Gatwick has become the first airport in the UK to treat its security trays with enough UV light energy to guarantee a 99.9 per cent microbe disinfection rate.
Officials hope to protect passengers and staff by reducing the spread of coronaviruses, including Covid-19, and other infections on this high-touch surface area.
The new system - provided by Smiths Detection - sees each tray pass through a covered ‘UV-tunnel’ fixed underneath the hand luggage screening system, as trays exit the scanners, so that every tray is treated immediately before each passenger uses it.
Following a one-month trial on a single security lane in July, the new system will be rolled out on eight lanes in Gatwick’s North Terminal - six for passengers and two for staff - by the end of this month.
The system uses short-wavelength UV-C light, which laboratory tests show is effective against coronaviruses, including COVID-19 and SARS, as the radiation warps the structure of their genetic material and prevents the viral particles from replicating.

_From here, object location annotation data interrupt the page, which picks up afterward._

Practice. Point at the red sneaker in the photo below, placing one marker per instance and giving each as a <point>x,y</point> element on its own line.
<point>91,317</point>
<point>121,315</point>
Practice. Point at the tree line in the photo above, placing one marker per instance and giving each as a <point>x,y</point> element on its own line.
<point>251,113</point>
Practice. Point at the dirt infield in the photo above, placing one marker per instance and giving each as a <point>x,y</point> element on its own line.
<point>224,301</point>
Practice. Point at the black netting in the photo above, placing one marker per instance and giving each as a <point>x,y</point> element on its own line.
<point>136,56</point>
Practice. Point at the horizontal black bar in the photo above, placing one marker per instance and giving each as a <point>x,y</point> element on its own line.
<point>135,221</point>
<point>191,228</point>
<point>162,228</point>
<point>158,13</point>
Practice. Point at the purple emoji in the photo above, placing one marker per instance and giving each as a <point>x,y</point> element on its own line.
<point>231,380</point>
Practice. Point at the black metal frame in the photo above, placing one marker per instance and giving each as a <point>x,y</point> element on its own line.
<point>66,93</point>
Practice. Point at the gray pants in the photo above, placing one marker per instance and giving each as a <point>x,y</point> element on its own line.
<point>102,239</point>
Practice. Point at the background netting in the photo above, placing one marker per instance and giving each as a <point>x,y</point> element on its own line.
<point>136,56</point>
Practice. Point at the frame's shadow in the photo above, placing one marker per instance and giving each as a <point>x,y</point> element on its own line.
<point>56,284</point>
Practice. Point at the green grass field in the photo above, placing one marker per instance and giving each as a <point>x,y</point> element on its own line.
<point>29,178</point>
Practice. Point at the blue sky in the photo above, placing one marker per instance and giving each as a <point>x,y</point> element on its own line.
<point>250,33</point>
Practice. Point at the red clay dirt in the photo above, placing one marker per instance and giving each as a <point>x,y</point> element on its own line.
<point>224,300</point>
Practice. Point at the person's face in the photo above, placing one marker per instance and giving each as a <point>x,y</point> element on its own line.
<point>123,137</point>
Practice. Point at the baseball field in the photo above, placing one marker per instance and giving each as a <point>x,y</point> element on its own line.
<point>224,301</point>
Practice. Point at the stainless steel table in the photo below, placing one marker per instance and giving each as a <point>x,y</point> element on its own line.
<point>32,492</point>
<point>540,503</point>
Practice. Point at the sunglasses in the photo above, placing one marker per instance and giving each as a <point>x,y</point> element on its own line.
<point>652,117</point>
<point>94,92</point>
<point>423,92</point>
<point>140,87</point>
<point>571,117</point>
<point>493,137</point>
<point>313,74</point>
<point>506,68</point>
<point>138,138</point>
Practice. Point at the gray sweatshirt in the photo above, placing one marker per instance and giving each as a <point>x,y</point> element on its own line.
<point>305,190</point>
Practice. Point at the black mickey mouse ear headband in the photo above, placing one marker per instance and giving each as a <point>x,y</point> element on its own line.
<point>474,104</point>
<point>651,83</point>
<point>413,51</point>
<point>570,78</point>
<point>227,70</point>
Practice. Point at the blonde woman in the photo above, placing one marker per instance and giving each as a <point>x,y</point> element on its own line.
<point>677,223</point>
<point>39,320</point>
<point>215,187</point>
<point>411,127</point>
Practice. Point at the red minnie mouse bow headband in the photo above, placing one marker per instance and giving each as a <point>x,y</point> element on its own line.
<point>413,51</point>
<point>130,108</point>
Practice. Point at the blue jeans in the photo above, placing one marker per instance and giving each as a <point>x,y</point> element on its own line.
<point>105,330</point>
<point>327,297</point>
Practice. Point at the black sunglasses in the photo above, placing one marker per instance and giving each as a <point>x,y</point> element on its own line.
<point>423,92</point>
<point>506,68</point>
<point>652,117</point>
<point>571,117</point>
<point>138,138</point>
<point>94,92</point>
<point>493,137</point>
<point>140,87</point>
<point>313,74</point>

The UV-C light is completely contained within a covered unit designed following safety standard BS EN ISO 15858:2016, ensuring no risk of exposure to either passengers or staff.
Gatwick and other airports have already deployed other anti-viral systems, such as coatings sprayed on to trays, however this protection dissipates over time whereas this new system treats every tray just before use – ensuring maximum protection and a reduced risk of passing on infection.
Adrian Witherow, chief operating officer, Gatwick Airport, said: “The health and wellbeing of our passengers and staff remains our priority.
“The system goes above and beyond the guidelines and we will continue to do everything we can to help reassure our passengers that flying is still a great travelling experience and that the health measures we have in place are effective and easy to follow.”